Business Category Business: career motivation and tips to move ahead

Role play interview tips

Role playing interviews is a technique used by sales departments to prepare trainees for the types of situations a prospective customer presents. Interview role play is also suggested for job seekers to prepare for the ever-stressful employment interview. The idea behind either scenario is to allow someone to experience interview role playing to make adjustments to any inappropriate responses.


Take time to familiarise yourself with a company before a job interview. Memorise the company motto and mission statement before interview role playing. Go to the company website and read the "about us" section along with the company profile or history sections that may be available in addition to the home page. For sales interview scenarios, study the scripts provided along with all company information and policies dealing with sales, delivery, refunds and customer satisfaction.

Typical Questions

Prepare answers for the common questions you are likely to be asked before role playing interviews. Potential employers typically ask you to describe yourself, including strengths you possess, your interest in working for the company and why you left your former position. Prepare for the types of sales questions your product or service may generate.
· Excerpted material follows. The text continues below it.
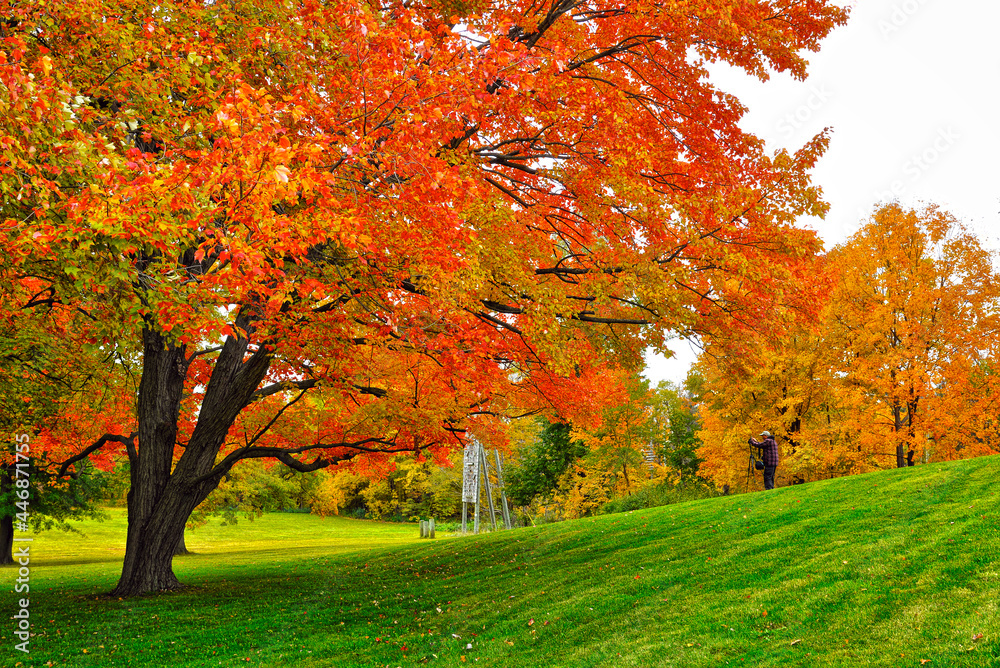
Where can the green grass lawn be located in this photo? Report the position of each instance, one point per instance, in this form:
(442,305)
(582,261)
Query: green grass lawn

Common service questions involve guarantees, emergency service and company experience. Customers considering product purchases ask about reliability, and refund policies.
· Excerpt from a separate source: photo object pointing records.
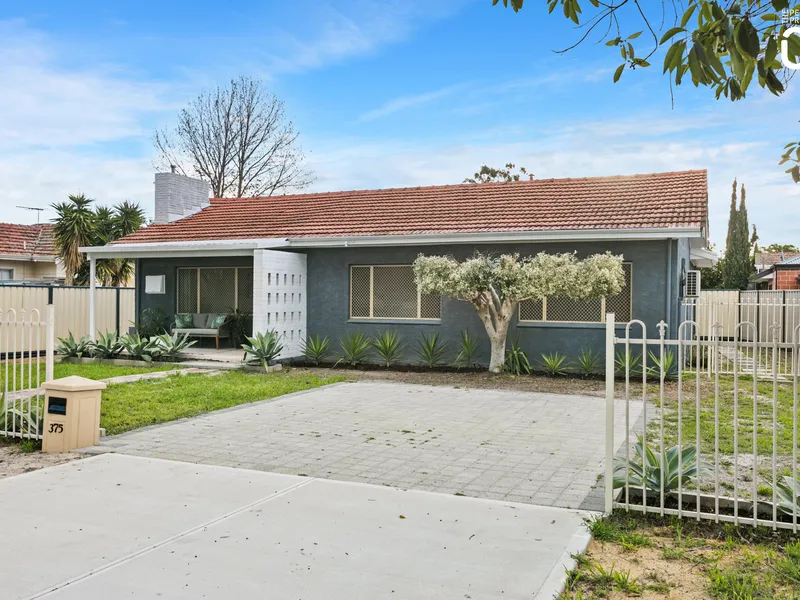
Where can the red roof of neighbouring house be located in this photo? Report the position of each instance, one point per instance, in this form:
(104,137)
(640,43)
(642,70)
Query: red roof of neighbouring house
(26,240)
(677,199)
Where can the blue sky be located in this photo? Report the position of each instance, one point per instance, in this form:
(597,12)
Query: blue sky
(390,93)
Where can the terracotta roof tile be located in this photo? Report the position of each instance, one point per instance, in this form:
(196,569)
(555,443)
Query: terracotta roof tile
(678,199)
(26,240)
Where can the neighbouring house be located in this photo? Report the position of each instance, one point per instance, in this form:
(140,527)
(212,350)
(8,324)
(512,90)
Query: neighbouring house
(27,254)
(779,271)
(336,262)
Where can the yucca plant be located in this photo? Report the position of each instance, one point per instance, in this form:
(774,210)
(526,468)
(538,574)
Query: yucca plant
(669,364)
(263,348)
(388,346)
(644,469)
(516,360)
(788,494)
(173,345)
(632,361)
(316,349)
(554,364)
(140,348)
(72,348)
(589,362)
(106,345)
(431,351)
(355,348)
(468,349)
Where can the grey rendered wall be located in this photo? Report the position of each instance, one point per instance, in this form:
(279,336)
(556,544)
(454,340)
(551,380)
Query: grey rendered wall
(328,296)
(169,267)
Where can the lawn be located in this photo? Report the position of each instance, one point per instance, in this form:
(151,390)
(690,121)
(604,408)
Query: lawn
(635,555)
(90,371)
(129,406)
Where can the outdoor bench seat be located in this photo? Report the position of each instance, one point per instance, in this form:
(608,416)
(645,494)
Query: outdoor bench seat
(202,326)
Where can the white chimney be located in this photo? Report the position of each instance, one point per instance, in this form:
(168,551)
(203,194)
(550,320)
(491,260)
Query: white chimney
(178,196)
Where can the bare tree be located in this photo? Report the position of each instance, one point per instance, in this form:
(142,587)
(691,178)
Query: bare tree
(239,140)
Get a helper to ask you the common interview questions. Choose someone with sales or human resources experience, depending on the anticipated interview. Answers these questions out loud before your audience. Allow the interview role play helper to point out your verbal hesitations such as "um," and repeat your given answer to any question containing such hesitations. Stop and reword any response that causes the interviewer to question the accuracy or confidence of your statement.

Interview Etiquette

Dress the part for your employment interview. A suit and tie will be appropriate for office and sales positions, but not when interviewing for a cabinet maker's job. Avoid loud colours such as orange and red. Traditional black, grey and navy are safer for making first impressions. Shake the hand of the interviewing host before sitting down to begin, and upon getting up to leave. Avoid negative statements regarding the position and your former employers.